BRANDON -- It is a problem democracies throughout the world are struggling with, and it will soon be Manitoba's problem.
A number of studies have concluded "voter fatigue" exists and is a threat to the proper functioning of democratic systems of government. It can cause high voter disengagement and lower turnout, magnifying the electoral power of votes cast by supporters of extreme ideologies and issues.
The result would see governments that reflect the opinions of a minority -- those motivated to vote by a particular cause that may only be important to a small group of citizens -- as opposed to the more moderate views of a larger segment of the population.
Voter fatigue can be caused by a number of factors: pushing voters to the polls too often, a lack of trust in the "system" or the candidates, an inconvenient voting process and the belief there is no point to voting because it won't make a difference.
Research has also found acrimony between parties and candidates also lowers voter participation -- extreme negativity turns off moderate voters, causing them to disengage.
Many of those factors are already present in Manitoba politics to some extent, but there is a strong possibility the situation will dramatically worsen here in the next year and a half.
Over the past 11 years, Manitobans have voted in four federal elections, three provincial elections, three municipal elections and three school board elections.
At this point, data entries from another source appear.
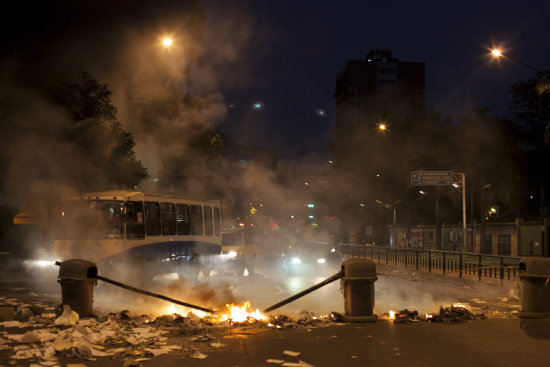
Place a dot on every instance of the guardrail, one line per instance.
(480, 265)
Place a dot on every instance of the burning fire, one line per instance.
(242, 314)
(234, 313)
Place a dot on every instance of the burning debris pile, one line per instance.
(451, 314)
(45, 335)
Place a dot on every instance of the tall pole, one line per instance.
(464, 234)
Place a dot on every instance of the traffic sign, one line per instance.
(431, 178)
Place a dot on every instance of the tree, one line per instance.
(98, 136)
(530, 112)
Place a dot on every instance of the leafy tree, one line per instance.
(529, 109)
(98, 137)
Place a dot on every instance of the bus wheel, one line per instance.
(239, 269)
(189, 270)
(250, 266)
(205, 270)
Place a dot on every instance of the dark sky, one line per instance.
(285, 54)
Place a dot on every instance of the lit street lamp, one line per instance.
(542, 87)
(167, 42)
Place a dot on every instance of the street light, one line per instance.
(542, 87)
(167, 41)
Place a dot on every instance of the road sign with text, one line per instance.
(431, 178)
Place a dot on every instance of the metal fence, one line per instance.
(443, 262)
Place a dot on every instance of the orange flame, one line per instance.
(234, 314)
(242, 314)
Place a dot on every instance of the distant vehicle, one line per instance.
(238, 252)
(310, 258)
(161, 232)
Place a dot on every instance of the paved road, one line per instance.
(501, 340)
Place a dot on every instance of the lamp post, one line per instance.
(542, 87)
(473, 190)
(462, 189)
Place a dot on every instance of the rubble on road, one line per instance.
(452, 314)
(43, 335)
(406, 316)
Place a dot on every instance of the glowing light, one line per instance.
(257, 106)
(242, 314)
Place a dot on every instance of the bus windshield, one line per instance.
(91, 219)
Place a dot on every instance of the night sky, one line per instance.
(272, 64)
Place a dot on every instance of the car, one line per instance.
(300, 258)
(238, 252)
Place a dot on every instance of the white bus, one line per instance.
(177, 234)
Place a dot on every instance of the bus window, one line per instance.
(208, 230)
(182, 219)
(134, 220)
(168, 219)
(196, 220)
(216, 221)
(152, 218)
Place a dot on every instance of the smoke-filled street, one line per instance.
(155, 334)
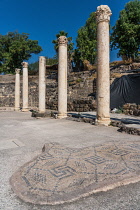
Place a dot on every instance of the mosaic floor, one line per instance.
(62, 174)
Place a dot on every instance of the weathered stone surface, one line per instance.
(62, 77)
(61, 174)
(103, 14)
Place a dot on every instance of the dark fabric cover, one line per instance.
(125, 89)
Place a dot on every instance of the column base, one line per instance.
(42, 112)
(16, 108)
(61, 116)
(25, 109)
(103, 121)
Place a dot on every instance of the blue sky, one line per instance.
(43, 19)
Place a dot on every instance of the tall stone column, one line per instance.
(17, 90)
(62, 77)
(42, 84)
(25, 87)
(103, 14)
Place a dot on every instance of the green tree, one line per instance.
(126, 32)
(86, 41)
(14, 49)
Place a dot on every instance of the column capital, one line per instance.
(17, 71)
(103, 13)
(62, 40)
(42, 59)
(24, 64)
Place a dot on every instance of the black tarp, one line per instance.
(125, 89)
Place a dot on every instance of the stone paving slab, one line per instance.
(61, 174)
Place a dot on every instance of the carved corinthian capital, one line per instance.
(42, 59)
(62, 40)
(17, 71)
(103, 13)
(24, 64)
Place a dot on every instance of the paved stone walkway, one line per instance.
(61, 174)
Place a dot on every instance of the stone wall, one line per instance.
(80, 91)
(131, 109)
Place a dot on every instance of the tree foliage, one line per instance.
(126, 32)
(86, 41)
(14, 49)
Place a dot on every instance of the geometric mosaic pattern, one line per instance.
(62, 174)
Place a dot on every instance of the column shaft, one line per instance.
(25, 87)
(17, 90)
(62, 78)
(103, 70)
(42, 84)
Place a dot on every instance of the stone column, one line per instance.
(103, 14)
(42, 84)
(62, 77)
(25, 87)
(17, 90)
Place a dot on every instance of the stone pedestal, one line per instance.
(17, 90)
(25, 87)
(62, 77)
(103, 72)
(42, 84)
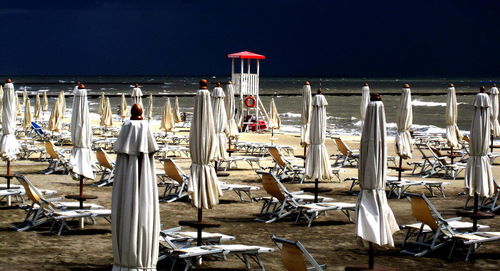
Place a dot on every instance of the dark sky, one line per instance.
(317, 37)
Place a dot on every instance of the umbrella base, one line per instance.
(477, 215)
(312, 190)
(222, 174)
(198, 224)
(364, 267)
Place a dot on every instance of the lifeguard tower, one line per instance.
(246, 84)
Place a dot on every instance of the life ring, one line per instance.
(250, 101)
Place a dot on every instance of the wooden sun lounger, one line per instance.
(309, 212)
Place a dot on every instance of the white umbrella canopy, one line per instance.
(136, 95)
(176, 111)
(9, 147)
(203, 188)
(135, 208)
(232, 127)
(28, 117)
(220, 123)
(306, 112)
(1, 101)
(123, 107)
(495, 126)
(107, 115)
(317, 165)
(167, 120)
(62, 101)
(365, 99)
(55, 118)
(375, 221)
(274, 117)
(149, 107)
(38, 106)
(81, 136)
(404, 122)
(18, 106)
(45, 102)
(478, 174)
(102, 104)
(453, 134)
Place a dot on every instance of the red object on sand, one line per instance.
(246, 55)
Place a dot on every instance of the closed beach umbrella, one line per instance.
(365, 99)
(28, 117)
(317, 165)
(25, 96)
(55, 117)
(9, 145)
(81, 136)
(452, 132)
(123, 107)
(220, 123)
(149, 107)
(478, 174)
(306, 112)
(62, 102)
(102, 104)
(375, 222)
(38, 106)
(107, 115)
(203, 188)
(136, 95)
(274, 117)
(167, 120)
(404, 122)
(176, 111)
(45, 102)
(135, 208)
(232, 127)
(495, 126)
(1, 101)
(19, 112)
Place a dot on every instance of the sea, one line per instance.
(428, 98)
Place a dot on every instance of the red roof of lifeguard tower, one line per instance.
(246, 55)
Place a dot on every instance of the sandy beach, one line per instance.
(331, 239)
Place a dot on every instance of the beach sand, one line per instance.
(330, 240)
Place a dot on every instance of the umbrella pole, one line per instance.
(8, 182)
(400, 168)
(371, 257)
(316, 190)
(476, 208)
(199, 229)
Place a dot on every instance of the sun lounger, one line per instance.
(178, 246)
(295, 257)
(433, 231)
(283, 168)
(57, 162)
(44, 210)
(107, 167)
(175, 181)
(281, 202)
(346, 154)
(309, 212)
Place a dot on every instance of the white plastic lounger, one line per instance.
(240, 190)
(311, 211)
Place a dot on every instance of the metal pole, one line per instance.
(199, 229)
(316, 190)
(400, 168)
(476, 208)
(371, 257)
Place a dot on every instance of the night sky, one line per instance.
(324, 38)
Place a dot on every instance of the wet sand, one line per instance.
(330, 240)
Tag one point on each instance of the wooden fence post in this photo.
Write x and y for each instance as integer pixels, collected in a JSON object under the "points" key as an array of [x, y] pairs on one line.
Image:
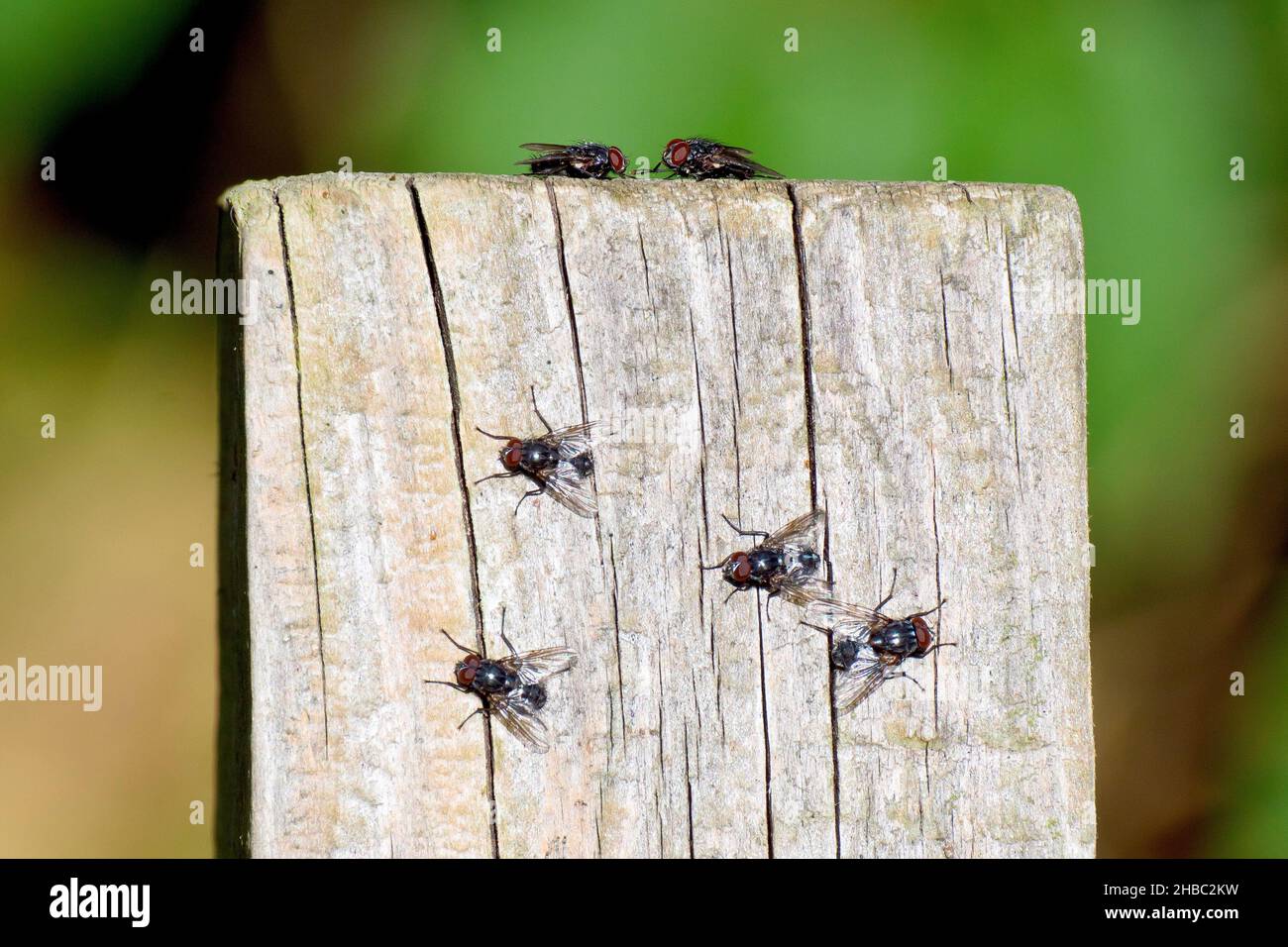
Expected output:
{"points": [[907, 356]]}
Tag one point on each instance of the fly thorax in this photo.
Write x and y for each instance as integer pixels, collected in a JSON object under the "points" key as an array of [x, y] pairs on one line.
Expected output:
{"points": [[539, 457], [765, 562], [492, 678]]}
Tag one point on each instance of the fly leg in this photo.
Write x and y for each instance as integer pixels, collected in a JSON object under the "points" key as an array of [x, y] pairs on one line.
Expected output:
{"points": [[477, 710]]}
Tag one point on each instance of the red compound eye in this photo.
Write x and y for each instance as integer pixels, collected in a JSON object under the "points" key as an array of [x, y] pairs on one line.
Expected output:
{"points": [[511, 455], [741, 571]]}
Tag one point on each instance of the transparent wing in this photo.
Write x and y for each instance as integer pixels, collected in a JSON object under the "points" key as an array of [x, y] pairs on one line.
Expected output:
{"points": [[544, 149], [797, 531], [800, 587], [859, 682], [535, 667], [520, 719], [571, 488], [572, 441], [842, 617]]}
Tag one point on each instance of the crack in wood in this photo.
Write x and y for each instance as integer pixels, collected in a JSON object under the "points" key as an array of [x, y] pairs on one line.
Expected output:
{"points": [[304, 455], [467, 513]]}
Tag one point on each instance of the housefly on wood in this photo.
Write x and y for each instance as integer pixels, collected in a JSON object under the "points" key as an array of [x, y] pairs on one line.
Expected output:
{"points": [[868, 648], [702, 158], [581, 159], [513, 688], [559, 463], [784, 564]]}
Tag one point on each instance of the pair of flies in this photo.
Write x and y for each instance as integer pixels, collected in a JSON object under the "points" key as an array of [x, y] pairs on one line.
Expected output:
{"points": [[868, 647], [699, 158]]}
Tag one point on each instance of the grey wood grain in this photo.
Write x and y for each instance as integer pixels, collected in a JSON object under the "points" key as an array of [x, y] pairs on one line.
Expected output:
{"points": [[750, 348]]}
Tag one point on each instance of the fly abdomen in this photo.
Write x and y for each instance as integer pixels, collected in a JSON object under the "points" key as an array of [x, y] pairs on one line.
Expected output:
{"points": [[535, 696]]}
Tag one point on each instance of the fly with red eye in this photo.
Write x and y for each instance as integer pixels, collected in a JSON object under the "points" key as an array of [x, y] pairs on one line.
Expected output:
{"points": [[559, 463], [581, 159], [785, 564], [868, 648], [511, 688], [702, 158]]}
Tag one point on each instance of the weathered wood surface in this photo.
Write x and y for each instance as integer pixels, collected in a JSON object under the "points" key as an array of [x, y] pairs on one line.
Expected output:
{"points": [[884, 350]]}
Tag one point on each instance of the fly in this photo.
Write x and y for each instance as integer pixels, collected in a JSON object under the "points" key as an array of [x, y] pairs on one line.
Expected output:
{"points": [[868, 648], [558, 462], [784, 564], [702, 158], [581, 159]]}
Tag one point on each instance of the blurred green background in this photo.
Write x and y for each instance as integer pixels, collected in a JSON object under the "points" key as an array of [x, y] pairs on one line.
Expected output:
{"points": [[1190, 526]]}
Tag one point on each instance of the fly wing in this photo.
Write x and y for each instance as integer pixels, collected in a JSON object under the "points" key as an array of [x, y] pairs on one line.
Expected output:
{"points": [[800, 531], [567, 486], [574, 440], [842, 617], [859, 682], [544, 149], [802, 587], [520, 718], [535, 667]]}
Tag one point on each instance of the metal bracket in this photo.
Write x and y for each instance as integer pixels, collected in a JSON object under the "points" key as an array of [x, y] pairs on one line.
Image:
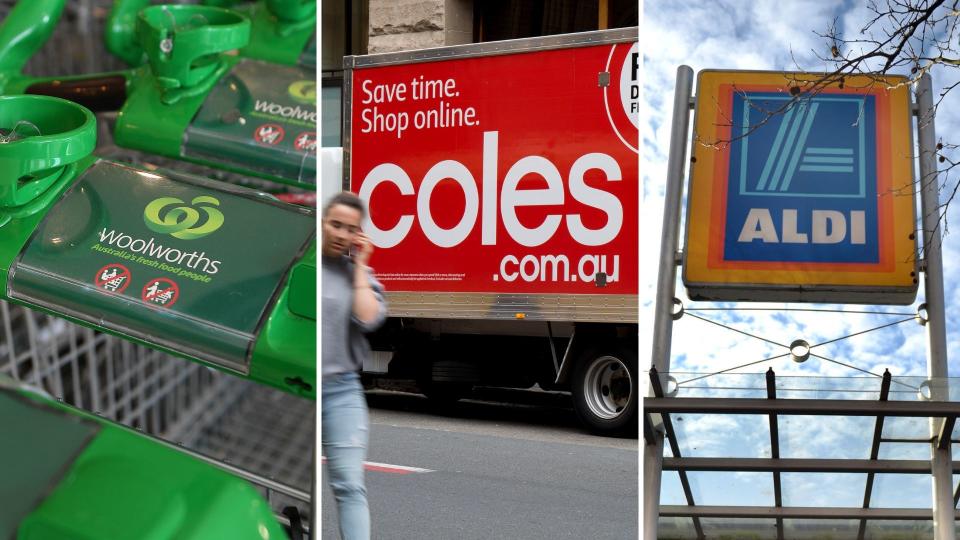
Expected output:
{"points": [[566, 354]]}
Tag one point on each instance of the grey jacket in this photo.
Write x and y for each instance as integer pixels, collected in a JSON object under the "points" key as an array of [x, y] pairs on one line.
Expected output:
{"points": [[343, 343]]}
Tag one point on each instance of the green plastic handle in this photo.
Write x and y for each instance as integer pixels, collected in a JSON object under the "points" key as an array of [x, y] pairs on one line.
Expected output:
{"points": [[24, 31], [120, 33], [183, 42], [39, 137]]}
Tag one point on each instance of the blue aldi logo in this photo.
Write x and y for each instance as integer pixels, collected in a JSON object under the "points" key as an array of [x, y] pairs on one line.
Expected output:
{"points": [[802, 173], [810, 199]]}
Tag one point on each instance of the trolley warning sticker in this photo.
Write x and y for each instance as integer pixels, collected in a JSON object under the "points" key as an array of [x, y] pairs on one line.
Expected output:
{"points": [[270, 134], [113, 278], [306, 141], [161, 292]]}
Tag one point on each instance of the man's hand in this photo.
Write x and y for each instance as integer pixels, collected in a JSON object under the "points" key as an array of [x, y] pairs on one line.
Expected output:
{"points": [[363, 249]]}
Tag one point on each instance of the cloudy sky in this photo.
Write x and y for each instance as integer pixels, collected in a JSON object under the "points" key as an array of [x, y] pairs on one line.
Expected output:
{"points": [[780, 35]]}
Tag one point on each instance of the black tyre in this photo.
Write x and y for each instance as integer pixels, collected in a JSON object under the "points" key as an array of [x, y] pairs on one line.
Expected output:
{"points": [[605, 391]]}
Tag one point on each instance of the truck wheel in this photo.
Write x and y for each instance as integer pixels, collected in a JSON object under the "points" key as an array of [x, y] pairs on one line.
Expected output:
{"points": [[605, 391]]}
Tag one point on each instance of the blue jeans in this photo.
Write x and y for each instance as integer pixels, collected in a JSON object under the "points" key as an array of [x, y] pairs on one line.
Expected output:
{"points": [[344, 432]]}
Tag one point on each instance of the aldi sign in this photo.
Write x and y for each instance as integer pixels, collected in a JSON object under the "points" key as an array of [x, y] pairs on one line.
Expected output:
{"points": [[801, 191]]}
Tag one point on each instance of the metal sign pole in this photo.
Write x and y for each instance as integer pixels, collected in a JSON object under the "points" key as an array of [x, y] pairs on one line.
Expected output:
{"points": [[941, 460], [666, 286]]}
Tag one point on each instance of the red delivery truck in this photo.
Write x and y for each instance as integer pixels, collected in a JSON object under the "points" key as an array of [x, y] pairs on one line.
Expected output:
{"points": [[503, 192]]}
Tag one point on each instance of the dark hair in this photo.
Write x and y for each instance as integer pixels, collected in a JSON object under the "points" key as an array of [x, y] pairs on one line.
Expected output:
{"points": [[348, 199]]}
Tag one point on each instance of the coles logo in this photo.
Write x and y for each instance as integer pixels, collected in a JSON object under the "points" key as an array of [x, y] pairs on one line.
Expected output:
{"points": [[510, 196], [526, 184]]}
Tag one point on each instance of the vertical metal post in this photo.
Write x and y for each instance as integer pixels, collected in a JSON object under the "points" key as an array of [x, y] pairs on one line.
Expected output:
{"points": [[666, 286], [941, 460]]}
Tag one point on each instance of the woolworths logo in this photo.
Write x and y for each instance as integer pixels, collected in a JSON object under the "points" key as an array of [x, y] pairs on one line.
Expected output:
{"points": [[303, 91], [168, 215]]}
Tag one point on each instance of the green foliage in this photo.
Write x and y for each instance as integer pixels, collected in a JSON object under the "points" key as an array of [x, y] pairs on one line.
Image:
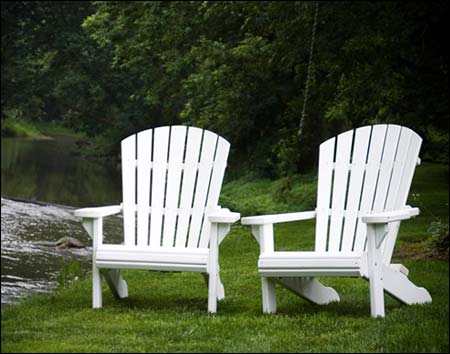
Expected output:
{"points": [[254, 196], [439, 241], [18, 128]]}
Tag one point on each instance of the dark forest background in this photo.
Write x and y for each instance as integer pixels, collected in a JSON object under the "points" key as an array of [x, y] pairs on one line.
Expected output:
{"points": [[110, 69]]}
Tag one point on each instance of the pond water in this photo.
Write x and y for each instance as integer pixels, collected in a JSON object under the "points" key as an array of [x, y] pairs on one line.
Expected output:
{"points": [[47, 171]]}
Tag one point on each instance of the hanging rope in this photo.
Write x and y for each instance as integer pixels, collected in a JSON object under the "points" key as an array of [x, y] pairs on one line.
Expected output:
{"points": [[308, 73]]}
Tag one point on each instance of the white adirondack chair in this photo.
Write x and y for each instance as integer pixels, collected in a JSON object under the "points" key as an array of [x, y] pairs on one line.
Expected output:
{"points": [[171, 180], [363, 184]]}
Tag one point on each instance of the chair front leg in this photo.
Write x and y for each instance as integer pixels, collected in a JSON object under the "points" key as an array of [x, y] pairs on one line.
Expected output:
{"points": [[375, 235], [264, 236]]}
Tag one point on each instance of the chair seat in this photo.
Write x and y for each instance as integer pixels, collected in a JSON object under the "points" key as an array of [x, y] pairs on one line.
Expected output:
{"points": [[169, 258], [311, 264]]}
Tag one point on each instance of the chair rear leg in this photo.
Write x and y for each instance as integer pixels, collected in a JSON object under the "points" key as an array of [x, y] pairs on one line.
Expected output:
{"points": [[269, 297], [399, 286], [310, 289]]}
That's 10 elections, not including byelections or First Nations band council elections.
Starting this fall, Manitobans will vote in municipal elections, school board elections, a provincial election and a federal election over approximately 18 months. If Prime Minister Stephen Harper decides to call the federal election next spring, as many pundits predict, it would result in four bitterly contested elections in just one year.
In parts of southeastern and southwestern Manitoba, both having seen federal and provincial byelections, it would mean six elections in less than two years, 17 since 2004.
At a theoretical level, the coming election cycle is an opportunity for citizens to dictate the course and composition of every level of government within a short period of time. At a practical level, however, there is cause for concern about the outcome of such a saturated electoral process.
There is a limited number of quality candidates willing to run for office. With four different elections to choose from, there may not be enough viable candidates to challenge for all of the spots available. That could lead to more acclamations at the local level and a higher percentage of "fringe" candidates.
The lifeblood of all campaigns is money and volunteers, but most Manitobans are only willing to donate so much cash and time to campaigns. Four campaigns in a year (or six in 18 months) are too much of a burden for even the most loyal campaign workers and donors.
An even greater problem is the potential for issue confusion -- where municipal, provincial and federal issues become muddled in the minds of voters, to the point where many will make choices based on issues that have nothing to do with the particular election they are voting on.
Finally, there is the exhaustion that results from continually receiving phone calls and knocks on the door from campaign teams and pollsters for months on end, along with all the negative advertising we are bombarded with in our mailboxes, the print media and over the airwaves. For many moderate voters it becomes intolerable.
The province's fixed election date law was supposed to help address this problem. Instead, it has worsened the situation by scheduling school board, municipal and provincial elections within a year of each other.
Voter fatigue is real and it is coming to Manitoba. It will likely drive down voter turnout and could yield unanticipated results. Given the amount of research on the subject, our leaders should have seen this problem coming and taken steps to avoid it.
Deveryn Ross is a political commentator living in Brandon.